The first question we want to answer — are small-cap indeed riskier than large-cap stocks. As a proxy for large-cap stocks, we will use S&P500, and for small-cap stocks — Russell 2000 indexes (and their ETFs – SPY and IWM, respectively).
According to AlphaQuery.com, the average 180-day IWM realized volatility has been around 20% and at present is at 26.33%. According to the same source, the average 180-day realized volatility for SPY has been about 15%; at present, it is 23.12%.
So, looking at the results above, we can conclusively answer our question. Yes, small-cap stocks are riskier than large-cap stocks as they exhibit higher volatility daily. If this is the case, according to CAPM, one would expect small-cap stocks to offer higher returns to investors. Let’s see if that is the case:
S&P500 vs. Russell 2000 historical performance
Surprisingly, for the last ten years, the S&P500 has returned without dividends, 190%, while at the same time, the Russell 2000 has returned 128.50%. Since the dividend yield for S&P500 is higher than that of Russell 2000, if dividends are calculated, the outperformance of the S&P500 will be even higher.
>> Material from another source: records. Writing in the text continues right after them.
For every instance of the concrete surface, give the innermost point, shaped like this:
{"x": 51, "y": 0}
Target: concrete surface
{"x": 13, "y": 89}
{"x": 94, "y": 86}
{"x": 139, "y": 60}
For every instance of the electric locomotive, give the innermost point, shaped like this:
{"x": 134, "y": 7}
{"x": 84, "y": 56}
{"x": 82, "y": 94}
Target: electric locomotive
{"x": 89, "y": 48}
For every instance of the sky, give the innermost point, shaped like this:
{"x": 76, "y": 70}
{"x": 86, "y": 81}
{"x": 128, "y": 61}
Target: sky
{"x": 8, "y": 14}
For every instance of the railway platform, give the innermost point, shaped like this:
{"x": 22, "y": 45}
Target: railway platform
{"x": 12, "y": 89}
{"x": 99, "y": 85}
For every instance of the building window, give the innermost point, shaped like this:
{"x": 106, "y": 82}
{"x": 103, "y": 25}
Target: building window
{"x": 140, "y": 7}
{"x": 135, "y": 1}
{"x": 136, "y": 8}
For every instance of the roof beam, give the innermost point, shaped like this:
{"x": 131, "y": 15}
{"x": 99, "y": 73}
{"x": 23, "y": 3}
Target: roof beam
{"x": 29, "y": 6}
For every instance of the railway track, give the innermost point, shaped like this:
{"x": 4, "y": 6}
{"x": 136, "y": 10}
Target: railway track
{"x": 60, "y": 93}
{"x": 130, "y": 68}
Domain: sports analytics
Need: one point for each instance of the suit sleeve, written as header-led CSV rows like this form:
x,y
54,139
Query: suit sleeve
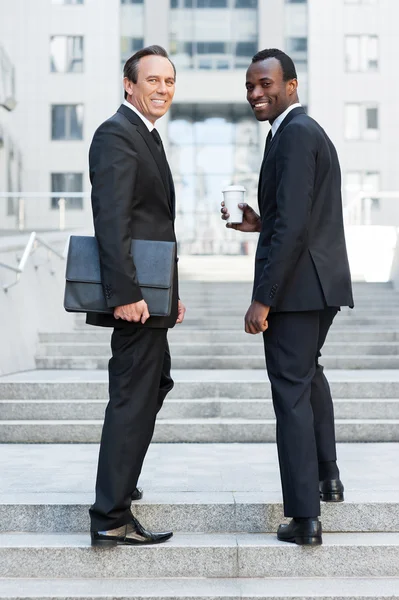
x,y
295,172
113,172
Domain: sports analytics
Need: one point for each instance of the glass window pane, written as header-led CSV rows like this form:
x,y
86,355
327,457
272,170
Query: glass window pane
x,y
66,54
211,3
67,1
352,121
246,3
371,118
58,122
372,52
69,183
76,125
352,53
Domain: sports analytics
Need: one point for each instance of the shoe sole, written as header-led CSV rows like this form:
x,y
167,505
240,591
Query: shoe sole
x,y
331,497
303,541
113,544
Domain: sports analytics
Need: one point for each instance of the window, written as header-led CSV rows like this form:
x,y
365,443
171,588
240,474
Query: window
x,y
210,146
200,40
297,48
67,122
361,122
361,52
246,4
361,181
67,1
129,46
67,183
66,54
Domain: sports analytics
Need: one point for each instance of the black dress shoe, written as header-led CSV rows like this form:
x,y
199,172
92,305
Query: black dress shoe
x,y
137,494
331,490
306,532
132,534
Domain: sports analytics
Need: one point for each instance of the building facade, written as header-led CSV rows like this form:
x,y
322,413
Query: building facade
x,y
69,56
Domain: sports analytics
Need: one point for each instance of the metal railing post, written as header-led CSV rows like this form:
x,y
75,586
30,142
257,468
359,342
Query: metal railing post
x,y
61,205
21,214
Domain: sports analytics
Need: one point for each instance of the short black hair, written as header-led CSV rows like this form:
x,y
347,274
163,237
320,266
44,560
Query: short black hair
x,y
131,68
287,64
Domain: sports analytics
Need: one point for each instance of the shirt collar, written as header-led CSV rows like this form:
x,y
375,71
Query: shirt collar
x,y
277,122
146,122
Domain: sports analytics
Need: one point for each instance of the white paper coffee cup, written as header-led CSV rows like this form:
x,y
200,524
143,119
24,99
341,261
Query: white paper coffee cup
x,y
232,196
While on a 30-year basis, the outperformance of the S&P500 relative to Russell 2000 is not that much, it is still there! S&P500, without dividends, has returned 840%, while the Russell 2000 has yielded only 770% without dividends for the same period.
In the CAPM world, there is a term for such underperformance — inefficient portfolio. Small-cap stocks have underperformed large-cap stocks, and this underperformance is evident not only on a risk-adjusted basis but even on an absolute basis.
So, small stocks HAVE underperformed, but the question is whether we can expect this underperformance to continue.
S&P500 vs. Russell 2000 P/E Ratios
Let’s look at historical forward P/E Ratios for both indexes. Let’s start with S&P500 — according to Yardeni Research, the S&P500 forward P/E Ratio is currently at 18.3. The current reading represents a long-term average for that statistic. The last 25-year range has been between 11 and 23.
According to the same source, the forward P/E Ratio for Russell 2000 is currently sitting at 23.4, which is very much in line with historical averages. It is undoubtedly ABOVE the level of 15—16 that was associated with the 2008 Global Financial Crisis.
In conclusion, small-cap stock indexes like Russell 2000 have historically underperformed large-cap indexes like S&P500.
Despite this historically significant underperformance, small-cap stock indexes continue to be priced similarly to large-cap indexes, and their respective P/E ratios tend to move likewise. Not only that, but the Russell 2000 P/E Ratio continues to trade at a premium of 30% to that of the S&P500 P/E Ratio.
In our opinion, this premium is TOO HIGH, does NOT seem justified by long-term absolute returns, and hence we will avoid the small-cap sector ENTIRELY.